14. Существование, «проект, заброшенный в мир»

      Теперь перейдём к рассмотрению следующей характерной и симптоматичной темы экзистенциализма, а именно проблематичности «здесь-бытия». Для Хайдеггера основой «здесь-бытия» является ничто; мы заброшены в мир исключительно как простая возможность бытия. Таким образом, для существа, каковое я являю собой, в экзистенции речь идёт (в метафизическом смысле) о моём собственном бытии: я могу его схватить, но могу и промахнуться. Индивид довольно забавно определяется как «возможность быть существующим», а также как «проект, заброшенный в мир» (причём о том, что этот проект обязательно реализуется, ничего не говорится). Сартр пишет: «„Я", которое я есть, зависит в самом себе от „Я", каковым я ещё не являюсь, ровно в той же степени, насколько „Я", которым я еще не являюсь, зависит от „Я", которое я есть». На подобное мироощущение накладывается экзистенциальный страх. Хайдеггер справедливо отличает его от обычного страха, поскольку последний является страхом перед миром, перед внешними, чисто физическими ситуациями и опасностями; его бы не было, если бы не было страха первого рода, то есть страха экзистенциального, который возникает из ощущения проблематичности собственного бытия в целом, из чувства того, что меня в некотором смысле ещё нет, что я могу равным образом как быть, так и не быть. Эта теория является ещё одним свидетельством атмосферы современного существования и фундаментальной травмированности бытия. Стоит ли говорить, что для цельного человека она является совершенно непостижимой, поскольку ему не ведом экзистенциальный страх, а следовательно, и страх обычный.

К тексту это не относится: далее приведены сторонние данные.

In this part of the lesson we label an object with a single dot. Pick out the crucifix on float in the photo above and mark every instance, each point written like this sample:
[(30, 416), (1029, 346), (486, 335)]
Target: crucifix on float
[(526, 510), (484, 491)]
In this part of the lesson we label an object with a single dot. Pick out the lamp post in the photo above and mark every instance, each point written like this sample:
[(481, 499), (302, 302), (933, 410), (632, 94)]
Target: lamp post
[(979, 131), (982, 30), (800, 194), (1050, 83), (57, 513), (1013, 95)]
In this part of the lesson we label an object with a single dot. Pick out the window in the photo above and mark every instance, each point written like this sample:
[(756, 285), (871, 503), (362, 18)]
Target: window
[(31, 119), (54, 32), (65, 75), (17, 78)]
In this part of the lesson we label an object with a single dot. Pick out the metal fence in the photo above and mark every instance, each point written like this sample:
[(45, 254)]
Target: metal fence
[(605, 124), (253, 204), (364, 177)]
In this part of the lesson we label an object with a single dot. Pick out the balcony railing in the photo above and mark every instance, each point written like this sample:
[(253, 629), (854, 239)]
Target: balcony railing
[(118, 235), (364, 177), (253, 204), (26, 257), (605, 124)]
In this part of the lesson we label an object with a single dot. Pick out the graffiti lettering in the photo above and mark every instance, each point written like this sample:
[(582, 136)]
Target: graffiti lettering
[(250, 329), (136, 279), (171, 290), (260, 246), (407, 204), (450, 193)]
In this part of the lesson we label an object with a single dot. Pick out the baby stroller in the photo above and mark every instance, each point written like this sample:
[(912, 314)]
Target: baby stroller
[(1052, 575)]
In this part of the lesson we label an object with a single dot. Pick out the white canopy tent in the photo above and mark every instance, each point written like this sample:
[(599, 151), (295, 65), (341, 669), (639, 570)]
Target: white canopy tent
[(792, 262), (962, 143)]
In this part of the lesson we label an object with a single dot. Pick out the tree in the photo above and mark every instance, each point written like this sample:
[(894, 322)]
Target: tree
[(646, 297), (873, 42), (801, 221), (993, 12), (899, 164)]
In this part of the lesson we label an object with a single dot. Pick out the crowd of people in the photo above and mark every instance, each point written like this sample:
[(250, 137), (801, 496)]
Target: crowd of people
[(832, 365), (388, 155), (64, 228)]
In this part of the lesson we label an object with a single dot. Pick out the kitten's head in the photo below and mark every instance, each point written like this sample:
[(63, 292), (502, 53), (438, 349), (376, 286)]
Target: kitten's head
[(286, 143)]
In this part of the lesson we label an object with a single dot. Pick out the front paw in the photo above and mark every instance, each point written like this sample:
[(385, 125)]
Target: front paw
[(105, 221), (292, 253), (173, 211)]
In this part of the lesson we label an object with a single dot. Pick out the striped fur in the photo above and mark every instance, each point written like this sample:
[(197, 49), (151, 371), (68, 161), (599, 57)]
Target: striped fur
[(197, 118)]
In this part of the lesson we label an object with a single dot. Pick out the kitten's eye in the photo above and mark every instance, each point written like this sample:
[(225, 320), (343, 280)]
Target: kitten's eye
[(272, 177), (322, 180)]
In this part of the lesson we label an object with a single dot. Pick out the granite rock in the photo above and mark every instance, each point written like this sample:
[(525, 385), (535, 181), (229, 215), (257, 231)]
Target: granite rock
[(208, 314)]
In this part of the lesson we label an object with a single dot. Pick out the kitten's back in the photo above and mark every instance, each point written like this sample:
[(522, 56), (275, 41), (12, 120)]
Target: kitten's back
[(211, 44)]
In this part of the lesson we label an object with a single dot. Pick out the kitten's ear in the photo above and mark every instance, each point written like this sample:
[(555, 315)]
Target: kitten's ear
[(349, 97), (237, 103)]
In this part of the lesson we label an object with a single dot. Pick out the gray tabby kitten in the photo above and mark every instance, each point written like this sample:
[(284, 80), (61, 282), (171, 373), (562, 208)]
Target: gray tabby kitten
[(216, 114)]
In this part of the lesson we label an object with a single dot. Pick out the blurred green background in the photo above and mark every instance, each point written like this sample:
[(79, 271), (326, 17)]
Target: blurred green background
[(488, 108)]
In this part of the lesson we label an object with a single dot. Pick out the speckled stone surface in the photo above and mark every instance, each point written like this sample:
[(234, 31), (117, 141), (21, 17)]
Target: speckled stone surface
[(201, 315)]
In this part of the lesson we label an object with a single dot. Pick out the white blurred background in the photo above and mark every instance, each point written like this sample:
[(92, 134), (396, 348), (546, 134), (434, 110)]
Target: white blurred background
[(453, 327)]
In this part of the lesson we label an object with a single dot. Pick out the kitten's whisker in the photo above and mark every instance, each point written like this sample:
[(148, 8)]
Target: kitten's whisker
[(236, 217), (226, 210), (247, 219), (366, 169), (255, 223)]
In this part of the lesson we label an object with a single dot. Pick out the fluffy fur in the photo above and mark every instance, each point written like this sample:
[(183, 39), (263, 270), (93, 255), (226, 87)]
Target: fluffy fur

      В экзистенциализме, не знающем откровений религиозного типа, тяжким, но логическим выводом из подобного представления о «Само» как о простой неопределённой возможности бытия становится временность или «историчность» существования. Если ничего нет, если мы лишены предсуществующей метафизической основы, если моё существование возможно лишь в случае реализации того простого проекта, каковой я представляю собой, то очевидно, что я существую только в то время, когда происходит (или не происходит) реализация моей возможности быть. Следовательно, возможный процесс «трансценденции», рассматриваемый экзистенциализмом этого типа, может иметь исключительно «горизонтальный», но не вертикальный характер; как мы увидим, Хайдеггер прямо говорит о «горизонтальной экстатичности во временности», о том, что то сущее, каковое являет собой каждый, является временным не потому, что оно случайно оказывается в истории, но является таковым в самом своём основании; оно таково, что должно быть только во временности. Легко понять, что если человек, движимый экзистенциальным страхом, вынужденный, для того чтобы быть, подчиняться становлению, вдобавок к этому обнаруживает бессмысленность «неподлинного» существования в социализированной, пустой и поверхностной жизни, то он подходит к последней границе самой настоящей «философии кризиса», которая для нас, безусловно, является одной из разновидностей современного нигилизма.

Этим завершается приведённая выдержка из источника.